Why would sleeping on the bed have anything to do with it if he has done this for his whole life. Is he just getting older and trying to be dominant?
One thing I didn't mention in my post was that his body is hard as a rock, he won't look at you and his hackles are up, when he growls and snarls. Then he seems to be very remorseful and walks away from us in a timid and scared manner. Then he will gradually try to come back around us.
What I do when he growls at me is I say a firm harsh "No". Then when he comes back to me after snapping out of his mean streak, I give him commands like:---- sit----give me your paw----other paw---and I pet him.
he's treating the bed as 'his' space, and its not - so bed privileges are OVER. Personally, I wouldn't allow this dog back on the bed at any point, but if you must, then it has to be at your invitation, and the dog must listen immediately if you tell him to get off.
I would have the vet check his vision. If he's having trouble seeing it may explain why it's mostly at night (lower light levels) and why it's when you get close to his face maybe he can't see you as well or he's getting startled. For your wifes safety I would get him off the bed and try to keep from getting close to his face. Try to figure out the triggers and avoid them. Also does she do the same thing when he does it to her? Is she in control and he listens to her? He may do it more to her as a dominance thing and getting him off the bed would help with that.

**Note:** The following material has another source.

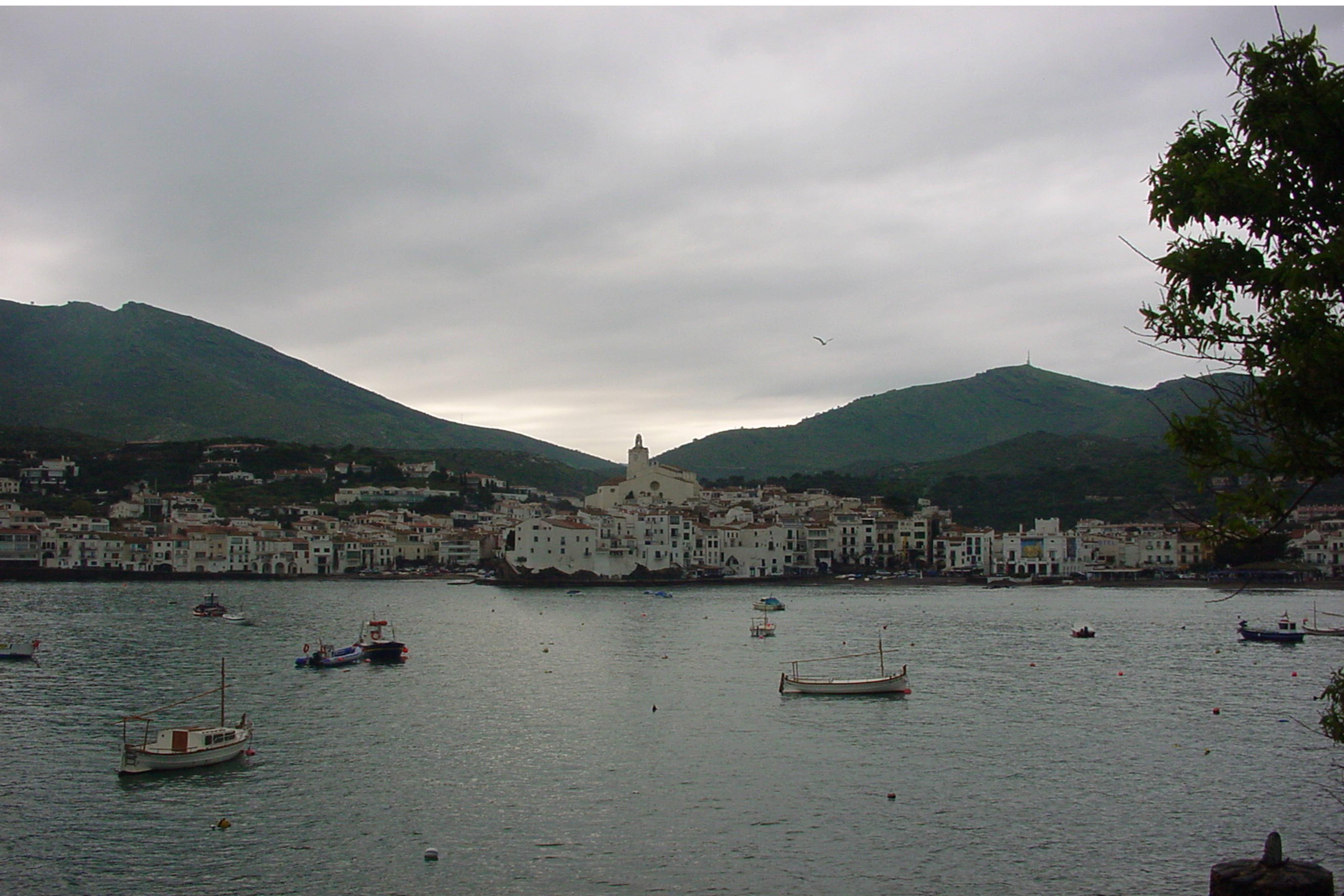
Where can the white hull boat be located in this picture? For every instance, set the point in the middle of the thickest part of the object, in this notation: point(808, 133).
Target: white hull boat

Good luck figureing it out.
I would have the vet do a complete physical. Second in no way would he be on the bed. That is a place of privillege for pack leaders and it does sound like he is trying to get it as his own. No more bed privilleges. No, he's not remorseful and with his body as hard when he's growling he is very serious. I would not allow the dog to be next to the baby until all things are ruled out. His life has been turned upside down and with this different behavior, I would always advise to error on the side of caution. Remember as I said with bringing a new baby in his world has been turned upside down. Plus if there is a problem with his vision............. Remember, too, for as much as all of us love our Labs they are still dogs and still related to the wolf and always capable of biting.
Susan UCDX GRCH Dunn's Marsh Caleb of Waltona UDX3, OM3, RAE Canadian UD, RE FallRiver's Micah of Waltona GN RAE, Canadian CD, RN
I'd ask around about a professional trainer or behavior consultant qualified to deal with these types of issues. Punishment or corrections can sometimes make the problem much, much worse (depends on the dog).